A few weeks ago, after coming to terms with the overwhelming reality that is the amount of space we lack in our tiny home and the fact that we’ll somehow have to accommodate another person come July, I went through my closet and dresser and collected three bags full of clothes (mostly t-shirts, naturally) and shoes I didn’t wear anymore to donate to Goodwill. I was prepared for the lump of old t-shirts I’d give away, but I couldn’t believe I was holding on to so many other obscure items that I knew I’d never wear again. (Plaid booty shorts? Really? A WHITE DENIM MINI SKIRT? Seriously, who am I even kidding anymore? However, those items do pair nicely with a good t-shirt.)
Last night, I did the same thing with my makeup.
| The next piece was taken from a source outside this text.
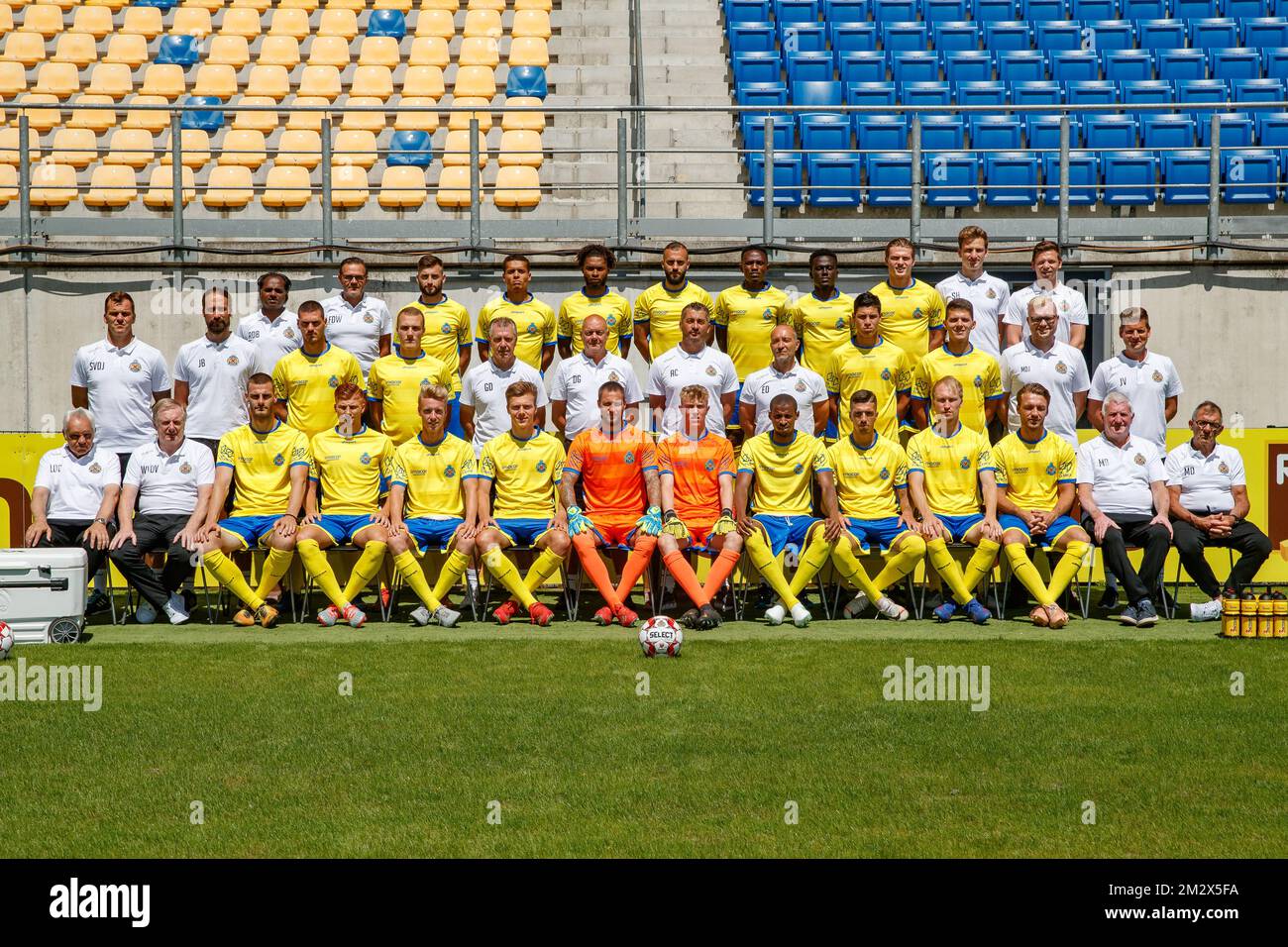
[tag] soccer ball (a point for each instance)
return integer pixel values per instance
(661, 637)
I took all four (yes, four) of my makeup bags and dumped them out on the floor. I pulled apart the items I desperately “need” (if one can “need” makeup, that is) to get by, and tossed the rest. Here’s what I have left after the great makeup purge of 2012:
A concealer stick, a powder compact, a near-empty tube of mascara, and one lip gloss. That’s. It. One item for every bag I had yesterday.
Is a part of me panicking? Not so much about the clothes (thanks, Nathan!) but as far as the makeup goes, yes. Absolutely. I have no doubt in my mind that I’ll purchase more (I mean, seriously, how will I survive without MAC’s seafoam green glitter eye shadow? That was a tough one to toss.) I don’t even have blush. I know that Becky, one of my best friends, is probably rolling her eyes at me right now because, I can hear her in my head, “You can’t just NOT wear blush, Lindsay Shaw!”
I know, I know. But for the time being, I’m going to not wear blush. And it’s going to be okay.
TODAY’S SELF-LOVE TIP: LESS IS MORE.
The season of Lent is upon us (as in, starts TOMORROW, holy cow) and, for those of you not familiar with it, that means we’re entering a season of self-denial to gain some iota of an idea of the suffering Christ experienced for us, allowing us to grow closer to Him and celebrate His resurrection on Easter more earnestly. I suppose I’m a bit of a procrastinator (let’s just chalk that one up to pregnancy brain) but I’m still praying over what to “give up” this year. As many of you know, Lent always ends up changing my life: in 2010, a trip to the emergency room led me to swear off caffeine forever and last year, I learned to love the curly hair God gave me. Both of those were huge leaps in my journey toward self-love and holistic health, so I never take Lent lightly.
The fact that I haven’t chosen one “thing” to fast yet this year doesn’t mean that Lent is on the back burner for me. If anything, I’m more aware of the sacrifice of Lent since I’ve been sacrificing a whole heck of a lot (food, drink, sleep, money, moments of hormonal normalcy) ever since becoming pregnant. But, here’s the sitch: without getting too preachy, Lent is the perfect time of the year where we can look at the closets of our lives and pick out the white denim skirts and seafoam green eye shadows that are merely taking up valuable space where something greater — Someone greater — could live and enrich us.
Are you giving up anything for Lent?